Irak: Les survivants yézidis, victimes des pratiques de Daech, tombés dans l'oubli ?

  • Les chefs spirituels yézidis ont rejeté les enfants nés en captivité parce qu’ils ne sont pas issus de pères yézidis
  • Le Parlement irakien a adopté la Loi sur les survivants yézidis en mars 2021, mais les victimes de viol sont toujours mises au ban

DUBAÏ: Vue de l’extérieur, la modeste maison à deux étages située à Erbil – capitale de la région du Kurdistan irakien – ressemble à une garderie ordinaire qui résonne des cris de joie des enfants jouant derrière ses hauts murs.

Toutefois, ce complexe renferme un secret bien gardé: les enfants qui s’y trouvent sont ceux de femmes yézidies qui ont été tenues en captivité et violées par des militants de Daech. 

Le 3 août 2014, le groupe extrémiste a fait des ravages à travers le Sinjar – foyer ancestral de la minorité yézidie d’Irak. Terrorisées, certaines familles ont fui et ont trouvé refuge non loin, sur le mont Sinjar, où elles sont restées sans protection, sans nourriture et sans eau.

Les personnes qui n’ont pas pu fuir ont aussitôt été encerclées par des militants vêtus de noir. Ceux-ci ont massacré les hommes et envoyé les garçons dans des camps d'entraînement, où ils ont été contraints d’adhérer à l'interprétation erronée de l'islam perçue par le groupe terroriste. 

Quant aux filles et aux femmes yézidies, elles ont été tenues en captivité puis distribuées aux militants pour servir d’esclaves sexuelles et de servantes domestiques. Elles ont été emmenées dans les territoires contrôlés par Daech dans l'ouest de l'Irak et en Syrie voisine, où elles ont été vendues comme des biens sur des marchés aux esclaves.

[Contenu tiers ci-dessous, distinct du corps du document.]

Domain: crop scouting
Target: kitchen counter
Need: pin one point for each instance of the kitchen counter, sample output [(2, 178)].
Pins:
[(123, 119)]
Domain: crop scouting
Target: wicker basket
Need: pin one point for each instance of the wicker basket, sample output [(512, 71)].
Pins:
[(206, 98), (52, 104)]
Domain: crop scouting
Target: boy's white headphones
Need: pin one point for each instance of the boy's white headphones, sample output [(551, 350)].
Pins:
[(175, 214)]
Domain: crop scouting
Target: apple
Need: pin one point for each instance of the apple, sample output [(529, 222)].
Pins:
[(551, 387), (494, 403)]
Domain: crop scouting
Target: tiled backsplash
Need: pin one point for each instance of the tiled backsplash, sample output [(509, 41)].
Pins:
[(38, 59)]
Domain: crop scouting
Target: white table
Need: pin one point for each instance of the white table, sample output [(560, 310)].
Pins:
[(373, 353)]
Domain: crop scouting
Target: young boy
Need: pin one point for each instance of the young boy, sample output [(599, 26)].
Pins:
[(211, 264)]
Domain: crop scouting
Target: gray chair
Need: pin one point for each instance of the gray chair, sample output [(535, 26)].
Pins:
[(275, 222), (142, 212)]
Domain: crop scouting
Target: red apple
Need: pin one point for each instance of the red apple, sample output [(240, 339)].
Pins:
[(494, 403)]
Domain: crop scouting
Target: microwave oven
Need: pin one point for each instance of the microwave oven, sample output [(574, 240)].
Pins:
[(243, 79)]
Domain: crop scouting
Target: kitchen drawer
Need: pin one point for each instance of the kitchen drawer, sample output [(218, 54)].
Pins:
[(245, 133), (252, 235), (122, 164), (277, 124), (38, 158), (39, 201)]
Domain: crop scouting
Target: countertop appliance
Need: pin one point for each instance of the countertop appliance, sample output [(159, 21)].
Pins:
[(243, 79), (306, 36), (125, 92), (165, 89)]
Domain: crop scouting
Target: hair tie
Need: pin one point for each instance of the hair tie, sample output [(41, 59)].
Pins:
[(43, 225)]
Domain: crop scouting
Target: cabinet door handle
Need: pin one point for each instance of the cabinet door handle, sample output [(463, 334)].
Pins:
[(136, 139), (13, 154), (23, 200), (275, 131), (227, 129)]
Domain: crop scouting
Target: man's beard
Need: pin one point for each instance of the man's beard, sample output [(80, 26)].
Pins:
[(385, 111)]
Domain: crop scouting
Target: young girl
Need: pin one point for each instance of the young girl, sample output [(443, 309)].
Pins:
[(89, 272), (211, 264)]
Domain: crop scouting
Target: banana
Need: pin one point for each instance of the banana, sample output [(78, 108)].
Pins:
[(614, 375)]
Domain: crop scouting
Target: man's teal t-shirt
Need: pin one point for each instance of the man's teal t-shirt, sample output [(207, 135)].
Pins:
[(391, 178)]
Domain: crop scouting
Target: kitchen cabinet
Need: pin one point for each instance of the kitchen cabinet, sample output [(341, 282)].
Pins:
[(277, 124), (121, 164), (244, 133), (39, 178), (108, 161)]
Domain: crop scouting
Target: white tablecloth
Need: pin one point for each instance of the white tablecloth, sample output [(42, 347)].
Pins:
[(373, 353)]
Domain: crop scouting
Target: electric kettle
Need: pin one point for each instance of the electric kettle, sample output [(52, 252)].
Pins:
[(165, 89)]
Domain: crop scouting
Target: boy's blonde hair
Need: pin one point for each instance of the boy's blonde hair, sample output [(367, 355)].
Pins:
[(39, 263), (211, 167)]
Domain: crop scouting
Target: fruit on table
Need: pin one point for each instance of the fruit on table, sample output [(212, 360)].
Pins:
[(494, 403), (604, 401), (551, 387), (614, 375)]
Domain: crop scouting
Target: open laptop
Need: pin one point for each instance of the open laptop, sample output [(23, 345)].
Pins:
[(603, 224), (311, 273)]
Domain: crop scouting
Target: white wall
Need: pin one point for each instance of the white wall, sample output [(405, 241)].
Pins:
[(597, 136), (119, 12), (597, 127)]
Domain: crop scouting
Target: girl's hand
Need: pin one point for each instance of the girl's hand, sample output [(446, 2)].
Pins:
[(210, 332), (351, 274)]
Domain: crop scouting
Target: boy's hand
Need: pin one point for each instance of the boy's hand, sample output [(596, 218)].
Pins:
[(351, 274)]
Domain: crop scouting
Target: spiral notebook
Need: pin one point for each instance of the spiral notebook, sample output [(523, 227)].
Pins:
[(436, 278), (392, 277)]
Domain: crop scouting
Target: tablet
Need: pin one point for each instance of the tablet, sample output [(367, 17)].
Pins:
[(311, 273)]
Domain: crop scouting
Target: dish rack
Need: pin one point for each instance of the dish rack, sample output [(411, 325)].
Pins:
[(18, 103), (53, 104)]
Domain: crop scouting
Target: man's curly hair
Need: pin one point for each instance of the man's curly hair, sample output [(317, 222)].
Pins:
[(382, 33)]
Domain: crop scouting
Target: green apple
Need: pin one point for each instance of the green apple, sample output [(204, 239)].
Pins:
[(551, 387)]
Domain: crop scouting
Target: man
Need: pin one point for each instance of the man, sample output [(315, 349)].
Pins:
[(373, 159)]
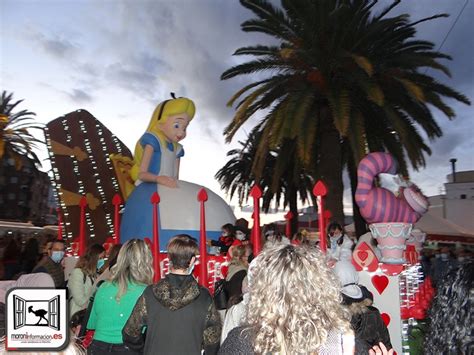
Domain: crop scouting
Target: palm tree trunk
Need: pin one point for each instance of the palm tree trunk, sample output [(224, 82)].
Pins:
[(359, 223), (330, 164)]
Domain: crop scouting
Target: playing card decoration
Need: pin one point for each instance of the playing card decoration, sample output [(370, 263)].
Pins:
[(380, 282), (364, 257)]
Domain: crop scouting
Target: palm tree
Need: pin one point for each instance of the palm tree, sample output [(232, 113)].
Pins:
[(339, 76), (283, 177), (16, 141)]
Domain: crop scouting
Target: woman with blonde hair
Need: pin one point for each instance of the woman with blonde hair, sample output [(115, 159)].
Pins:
[(81, 280), (115, 299), (293, 308)]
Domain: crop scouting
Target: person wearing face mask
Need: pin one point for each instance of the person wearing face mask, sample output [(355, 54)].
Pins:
[(339, 244), (442, 265), (81, 281), (179, 315), (237, 271), (51, 263), (225, 240)]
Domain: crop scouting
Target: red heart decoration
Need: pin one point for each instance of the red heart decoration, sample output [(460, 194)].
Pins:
[(385, 318), (363, 255), (391, 269), (380, 282)]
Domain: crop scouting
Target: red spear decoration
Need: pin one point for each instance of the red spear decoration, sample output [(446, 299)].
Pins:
[(202, 198), (155, 200), (60, 224), (116, 201), (320, 191), (289, 216), (327, 217), (82, 226), (256, 193)]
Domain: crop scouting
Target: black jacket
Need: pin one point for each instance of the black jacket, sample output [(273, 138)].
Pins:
[(367, 323), (179, 317)]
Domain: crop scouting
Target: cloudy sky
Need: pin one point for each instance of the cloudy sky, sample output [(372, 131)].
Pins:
[(119, 58)]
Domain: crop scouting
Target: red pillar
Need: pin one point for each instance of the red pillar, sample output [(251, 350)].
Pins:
[(202, 198), (289, 216), (155, 200), (320, 191), (116, 201), (82, 226), (256, 193), (60, 224)]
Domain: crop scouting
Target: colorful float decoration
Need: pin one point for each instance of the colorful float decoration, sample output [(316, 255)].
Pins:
[(401, 292)]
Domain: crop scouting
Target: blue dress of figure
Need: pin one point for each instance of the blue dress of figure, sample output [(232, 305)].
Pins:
[(137, 221), (179, 209)]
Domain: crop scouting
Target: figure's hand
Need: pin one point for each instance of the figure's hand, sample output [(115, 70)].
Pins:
[(380, 350), (167, 181), (331, 263)]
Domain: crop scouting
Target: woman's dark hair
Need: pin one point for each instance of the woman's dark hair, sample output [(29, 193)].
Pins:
[(230, 228), (233, 300), (450, 316), (336, 226), (30, 255)]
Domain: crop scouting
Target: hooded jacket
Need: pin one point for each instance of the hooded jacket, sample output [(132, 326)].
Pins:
[(174, 316), (367, 323), (235, 275)]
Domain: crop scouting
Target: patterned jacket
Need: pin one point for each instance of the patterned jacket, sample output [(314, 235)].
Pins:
[(179, 317)]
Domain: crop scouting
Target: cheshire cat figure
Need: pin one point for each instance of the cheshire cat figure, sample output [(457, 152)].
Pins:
[(379, 204), (391, 209)]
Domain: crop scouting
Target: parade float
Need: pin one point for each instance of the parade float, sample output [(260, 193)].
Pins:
[(96, 177), (401, 292)]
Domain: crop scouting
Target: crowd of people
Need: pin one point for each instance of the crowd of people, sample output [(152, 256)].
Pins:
[(290, 299)]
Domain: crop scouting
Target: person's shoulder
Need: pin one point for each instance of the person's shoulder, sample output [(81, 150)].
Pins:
[(76, 272), (238, 341), (150, 139)]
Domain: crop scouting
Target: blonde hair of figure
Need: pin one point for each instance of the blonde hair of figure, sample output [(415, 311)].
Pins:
[(134, 265), (171, 107), (294, 301)]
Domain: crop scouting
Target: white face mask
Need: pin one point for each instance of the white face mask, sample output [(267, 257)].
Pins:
[(240, 235)]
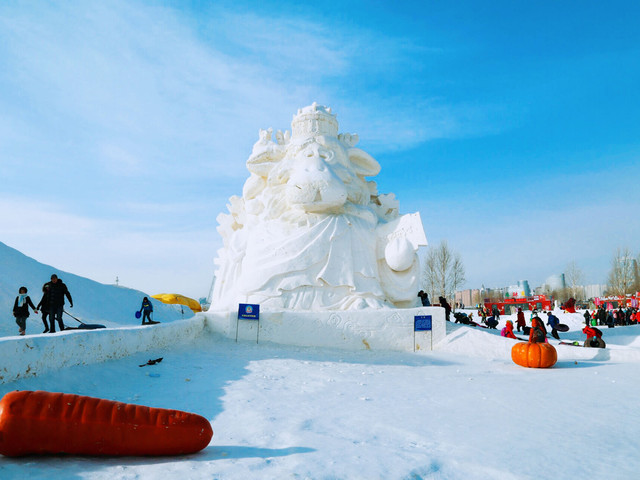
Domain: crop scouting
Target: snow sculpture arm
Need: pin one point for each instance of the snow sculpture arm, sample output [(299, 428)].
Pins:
[(398, 263)]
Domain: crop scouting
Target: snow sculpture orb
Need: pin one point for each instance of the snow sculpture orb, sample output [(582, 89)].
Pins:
[(310, 232)]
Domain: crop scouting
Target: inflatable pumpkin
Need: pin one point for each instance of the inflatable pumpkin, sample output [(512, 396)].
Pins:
[(534, 355)]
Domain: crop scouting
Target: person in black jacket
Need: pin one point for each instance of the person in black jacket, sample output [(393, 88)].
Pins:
[(57, 292), (447, 307), (424, 297), (43, 306), (21, 309)]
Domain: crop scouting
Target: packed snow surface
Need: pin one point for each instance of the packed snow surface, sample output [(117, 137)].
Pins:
[(463, 411), (292, 412)]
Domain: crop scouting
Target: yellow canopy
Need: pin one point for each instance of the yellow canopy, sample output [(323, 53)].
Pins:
[(175, 298)]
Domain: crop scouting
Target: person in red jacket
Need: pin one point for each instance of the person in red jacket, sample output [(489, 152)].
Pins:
[(594, 337), (520, 321), (507, 330), (538, 333)]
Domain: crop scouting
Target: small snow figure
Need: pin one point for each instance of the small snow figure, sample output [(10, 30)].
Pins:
[(21, 309), (507, 330)]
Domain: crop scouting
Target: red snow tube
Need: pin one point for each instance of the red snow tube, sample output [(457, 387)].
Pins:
[(534, 355), (51, 423)]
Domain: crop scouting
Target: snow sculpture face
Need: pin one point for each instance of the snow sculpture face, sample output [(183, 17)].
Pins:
[(310, 232)]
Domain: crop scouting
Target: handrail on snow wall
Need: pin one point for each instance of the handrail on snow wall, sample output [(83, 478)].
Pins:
[(32, 355)]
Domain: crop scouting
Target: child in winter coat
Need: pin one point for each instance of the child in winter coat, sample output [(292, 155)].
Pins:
[(507, 330), (538, 333), (21, 309), (147, 310), (594, 337)]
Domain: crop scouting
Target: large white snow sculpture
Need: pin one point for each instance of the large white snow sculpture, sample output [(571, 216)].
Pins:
[(310, 232)]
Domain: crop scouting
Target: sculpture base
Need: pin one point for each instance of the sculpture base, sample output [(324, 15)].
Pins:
[(368, 329)]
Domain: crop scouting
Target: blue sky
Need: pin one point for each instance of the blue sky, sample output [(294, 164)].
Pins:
[(513, 127)]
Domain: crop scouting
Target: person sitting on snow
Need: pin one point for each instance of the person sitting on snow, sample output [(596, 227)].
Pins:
[(507, 330), (537, 334), (594, 337), (553, 322)]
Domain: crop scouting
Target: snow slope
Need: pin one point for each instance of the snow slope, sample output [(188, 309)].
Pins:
[(284, 412), (93, 302), (464, 411)]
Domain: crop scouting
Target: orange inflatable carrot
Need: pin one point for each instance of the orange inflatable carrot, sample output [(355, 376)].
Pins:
[(50, 423)]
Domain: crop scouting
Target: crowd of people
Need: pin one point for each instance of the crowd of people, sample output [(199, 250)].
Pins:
[(51, 305), (612, 317)]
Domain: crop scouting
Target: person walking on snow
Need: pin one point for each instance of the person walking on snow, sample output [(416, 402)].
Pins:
[(507, 330), (553, 322), (57, 292), (538, 333), (146, 309), (21, 309), (43, 306), (424, 297), (520, 321)]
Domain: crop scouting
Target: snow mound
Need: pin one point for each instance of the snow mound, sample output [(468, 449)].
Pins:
[(93, 302)]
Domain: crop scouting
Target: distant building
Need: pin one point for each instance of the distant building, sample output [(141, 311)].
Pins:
[(594, 291), (556, 282)]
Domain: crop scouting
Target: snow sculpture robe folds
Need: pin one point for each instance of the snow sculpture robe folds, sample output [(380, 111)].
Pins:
[(310, 232)]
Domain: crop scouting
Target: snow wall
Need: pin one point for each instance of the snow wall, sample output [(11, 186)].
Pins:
[(33, 355), (385, 329), (375, 329)]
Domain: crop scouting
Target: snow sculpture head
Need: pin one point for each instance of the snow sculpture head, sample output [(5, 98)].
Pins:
[(310, 232)]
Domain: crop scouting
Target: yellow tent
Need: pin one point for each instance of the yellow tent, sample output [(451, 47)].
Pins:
[(175, 298)]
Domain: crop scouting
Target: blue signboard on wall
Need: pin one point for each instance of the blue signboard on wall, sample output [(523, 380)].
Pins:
[(249, 311), (422, 323)]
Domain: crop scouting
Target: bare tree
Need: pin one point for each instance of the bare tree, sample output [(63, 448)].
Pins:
[(624, 273), (574, 277), (443, 271)]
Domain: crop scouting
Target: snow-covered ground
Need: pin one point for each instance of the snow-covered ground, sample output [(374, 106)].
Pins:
[(464, 411), (93, 302), (285, 412)]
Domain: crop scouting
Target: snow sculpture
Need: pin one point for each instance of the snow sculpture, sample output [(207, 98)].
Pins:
[(310, 232)]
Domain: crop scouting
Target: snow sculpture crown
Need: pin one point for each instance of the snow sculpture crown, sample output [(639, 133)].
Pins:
[(310, 231), (312, 121)]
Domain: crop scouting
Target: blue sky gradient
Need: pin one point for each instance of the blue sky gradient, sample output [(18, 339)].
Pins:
[(513, 127)]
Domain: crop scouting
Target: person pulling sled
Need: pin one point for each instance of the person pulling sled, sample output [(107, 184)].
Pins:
[(147, 310)]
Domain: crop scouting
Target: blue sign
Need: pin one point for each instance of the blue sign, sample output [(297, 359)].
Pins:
[(421, 323), (249, 311)]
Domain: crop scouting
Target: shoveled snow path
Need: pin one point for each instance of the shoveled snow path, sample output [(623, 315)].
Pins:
[(283, 412)]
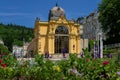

Beaucoup d’entre elles ont choisi de mettre fin à leur vie plutôt que de se soumettre au viol et à l’esclavage. D’autres ont porté les enfants de ceux qui les ont violées. 

Suite à la défaite territoriale de Daech, d'abord en Irak fin 2017 puis en Syrie début 2019, de nombreuses filles et femmes captives ont réussi à s'échapper ou ont été libérées par leur famille et par les autorités gouvernementales grâce à des rançons.

 

Quelques CHIFFRES

  • 3 000 Yézidis ont été assassinés par Daech en 2014.
  • 7 000  femmes yézidies ont été sexuellement agressées par des militants. 
  • 60 000 Yézidis vivent à présent en Allemagne.

 

Alors que certaines ont emmené leurs enfants avec elles, d’autres en ont été séparées. Traumatisées au niveau physique et psychique après avoir connu de longues années de violence et d’abus, de nombreuses femmes ont été prises en charge par des agences humanitaires ou envoyées dans d’autres pays pour y recevoir des soins spécialisés.  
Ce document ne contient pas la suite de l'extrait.